Foundation Models Know Enough
LLMs already contain overlapping world models. You just have to ask them right.
Ontologists reply to an LLM output, “That’s not a real ontology—it’s not a formal conceptualization.”
But that’s just the No True Scotsman fallacy dressed up in OWL. Boring. Not growth-oriented. Look forward, angel.

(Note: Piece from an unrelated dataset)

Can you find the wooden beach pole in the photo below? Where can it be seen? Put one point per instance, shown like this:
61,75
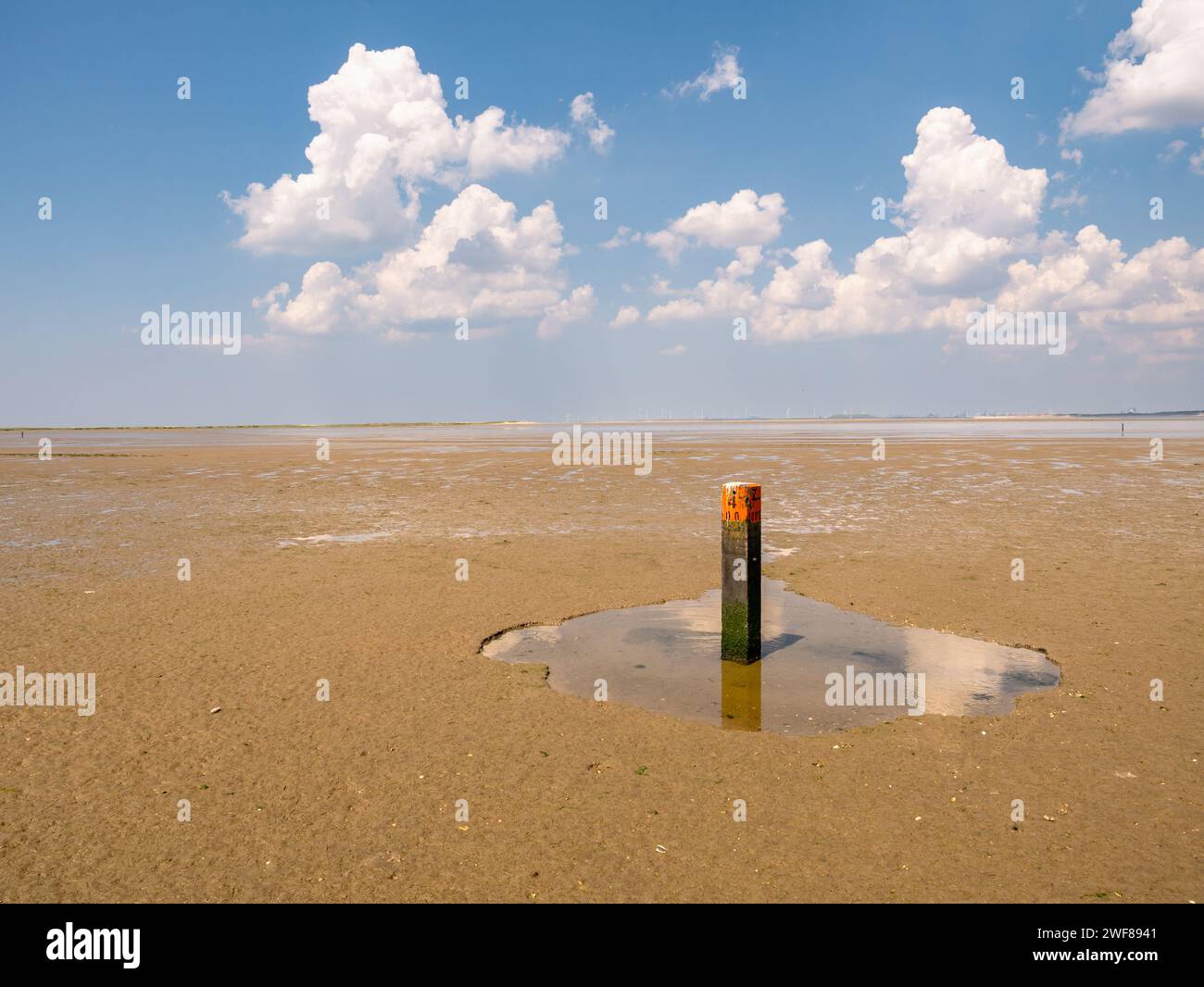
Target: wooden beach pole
742,573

A foundation model is a compression of human knowledge. The real problem isn't that we "lack a conceptualization". The real problem with an FM is that they contain too many. FMs contain conceptualizations—plural. Messy? Sure. But usable.
At Stardog, we’re turning this latent structure into real ontologies using symbolic knowledge distillation. Prompt orchestration → structure extraction → formal encoding. OWL, SHACL, and friends. Shake till mixed. Rinse. Repeat. Secret sauce simmered and reduced.
This isn't theoretical hard. We avoid that. It’s merely engineering hard. We LTF into that!
But the payoff means bootstrapping rich, new ontologies at scale: faster, cheaper, with lineage. It's the intersection of FM latent space, formal ontology, and user intent expressed via CQs. We call it the Symbolic Latent Layer (SLL). Cute eh?
The future of enterprise AI isn’t just documents. It’s distilling structured symbolic knowledge from LLMs and plugging it into agents, workflows, and reasoning engines.
You don’t need a priesthood to get a formal ontology anymore. You need a good prompt and a smarter pipeline and the right EKG platform.